The Discovery Range’s colour-coding tells you about the whisky inside each bottle at a glance. The Range is sorted by flavour profiles, with green packaging denoting ex-bourbon cask maturation. Bourbon casks are the most commonly-used type of casks used in the Scotch whisky industry, and are usually filled and refilled several times in their lifetime.
Bourbon barrels hold about 200 litres of spirit, and after they arrive in Scotland they are usually rebuilt with extra staves into larger casks called Hogsheads, which hold around 250 litres. Bourbon cask-matured whiskies usually have sweet flavours of creamy vanilla, honey, caramel and toffee, balanced by peppery spices.
The striking purple packaging on some bottles in Gordon & MacPhail’s Discovery Range is colour-coded to denote that the whisky inside has been sherry-matured, giving a very different flavour profile to the Bourbon-matured malts in the range.
Sherry casks are larger than bourbon casks - the standard size cask is called a Butt and holds around 500 litres, about twice the size of a bourbon hogshead (although sherry hogsheads are also used sometimes for maturing Scotch whisky). There are lots of different types of sherry, of course, but most sherry-matured whiskies will have notes of dried fruit such as raisins, prunes and dates, as well as citrus, nuts and spices like clove, cinnamon and nutmeg.
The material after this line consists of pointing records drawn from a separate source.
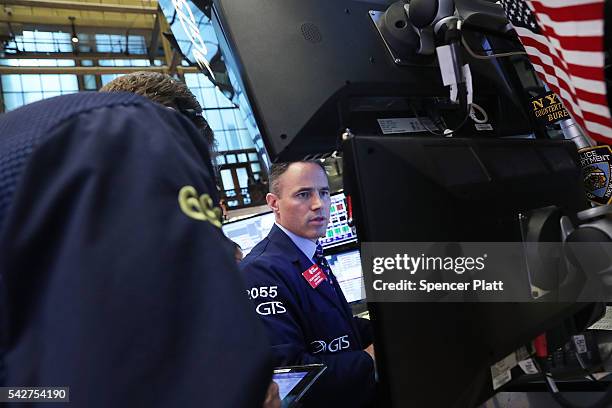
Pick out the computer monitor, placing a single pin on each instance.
(454, 190)
(247, 232)
(346, 266)
(312, 68)
(339, 232)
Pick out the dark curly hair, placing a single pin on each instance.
(167, 91)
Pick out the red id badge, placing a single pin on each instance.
(314, 276)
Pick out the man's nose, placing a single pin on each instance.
(316, 202)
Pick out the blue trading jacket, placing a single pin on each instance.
(114, 279)
(307, 325)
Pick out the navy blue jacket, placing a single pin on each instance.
(307, 325)
(114, 278)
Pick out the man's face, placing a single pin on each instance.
(302, 204)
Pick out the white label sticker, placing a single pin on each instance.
(522, 354)
(500, 371)
(506, 364)
(528, 366)
(445, 60)
(605, 323)
(483, 126)
(405, 125)
(501, 379)
(580, 343)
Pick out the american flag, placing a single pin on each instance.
(564, 41)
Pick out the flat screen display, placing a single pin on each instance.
(249, 231)
(346, 266)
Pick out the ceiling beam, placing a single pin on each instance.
(79, 56)
(89, 70)
(84, 6)
(88, 20)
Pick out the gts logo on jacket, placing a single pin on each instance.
(337, 344)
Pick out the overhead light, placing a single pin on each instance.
(75, 38)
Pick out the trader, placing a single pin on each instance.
(297, 296)
(113, 278)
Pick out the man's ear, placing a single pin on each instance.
(272, 200)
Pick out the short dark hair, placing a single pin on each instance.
(278, 169)
(167, 91)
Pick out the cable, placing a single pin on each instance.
(483, 56)
(603, 402)
(480, 109)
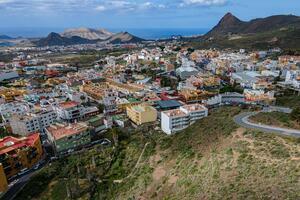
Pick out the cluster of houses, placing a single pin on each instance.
(166, 88)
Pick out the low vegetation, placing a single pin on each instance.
(276, 119)
(213, 159)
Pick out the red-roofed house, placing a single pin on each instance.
(19, 153)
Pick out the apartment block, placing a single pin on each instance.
(19, 153)
(70, 111)
(176, 120)
(66, 137)
(141, 114)
(32, 122)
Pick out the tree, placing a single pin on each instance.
(295, 115)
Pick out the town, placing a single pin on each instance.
(51, 109)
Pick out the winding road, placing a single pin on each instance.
(243, 120)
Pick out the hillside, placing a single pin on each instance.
(230, 24)
(87, 33)
(54, 39)
(259, 34)
(124, 37)
(213, 159)
(5, 37)
(73, 37)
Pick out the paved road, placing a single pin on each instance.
(243, 120)
(16, 188)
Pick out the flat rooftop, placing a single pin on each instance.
(169, 104)
(59, 131)
(10, 143)
(194, 107)
(175, 113)
(68, 104)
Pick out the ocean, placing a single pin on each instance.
(145, 33)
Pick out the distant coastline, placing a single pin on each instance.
(145, 33)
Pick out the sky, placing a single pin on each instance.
(135, 13)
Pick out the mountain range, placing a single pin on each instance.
(275, 31)
(5, 37)
(88, 33)
(281, 31)
(230, 24)
(87, 36)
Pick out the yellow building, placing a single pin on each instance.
(19, 153)
(141, 114)
(192, 96)
(94, 90)
(3, 180)
(9, 94)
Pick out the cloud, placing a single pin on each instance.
(203, 2)
(100, 8)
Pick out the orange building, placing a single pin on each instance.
(19, 153)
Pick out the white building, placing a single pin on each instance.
(176, 120)
(32, 122)
(70, 111)
(8, 75)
The third and final flavour profile in Gordon & MacPhail’s Discovery Range is Smoky whiskies, which are distinguished by their grey packaging and labels. The Smoky flavour profile of these whiskies comes not from the cask type used for maturation, but from the peat smoke used to dry the barley before distillation.
Although peated whiskies are also matured in sherry or bourbon casks, the peat smoke usually has more influence on a young whisky's character, imparting a range of smoky aromas and flavours (called phenols) that can range from wet turf or cereal to bonfires, soot, tar and medicinal aromas like iodine or bandages.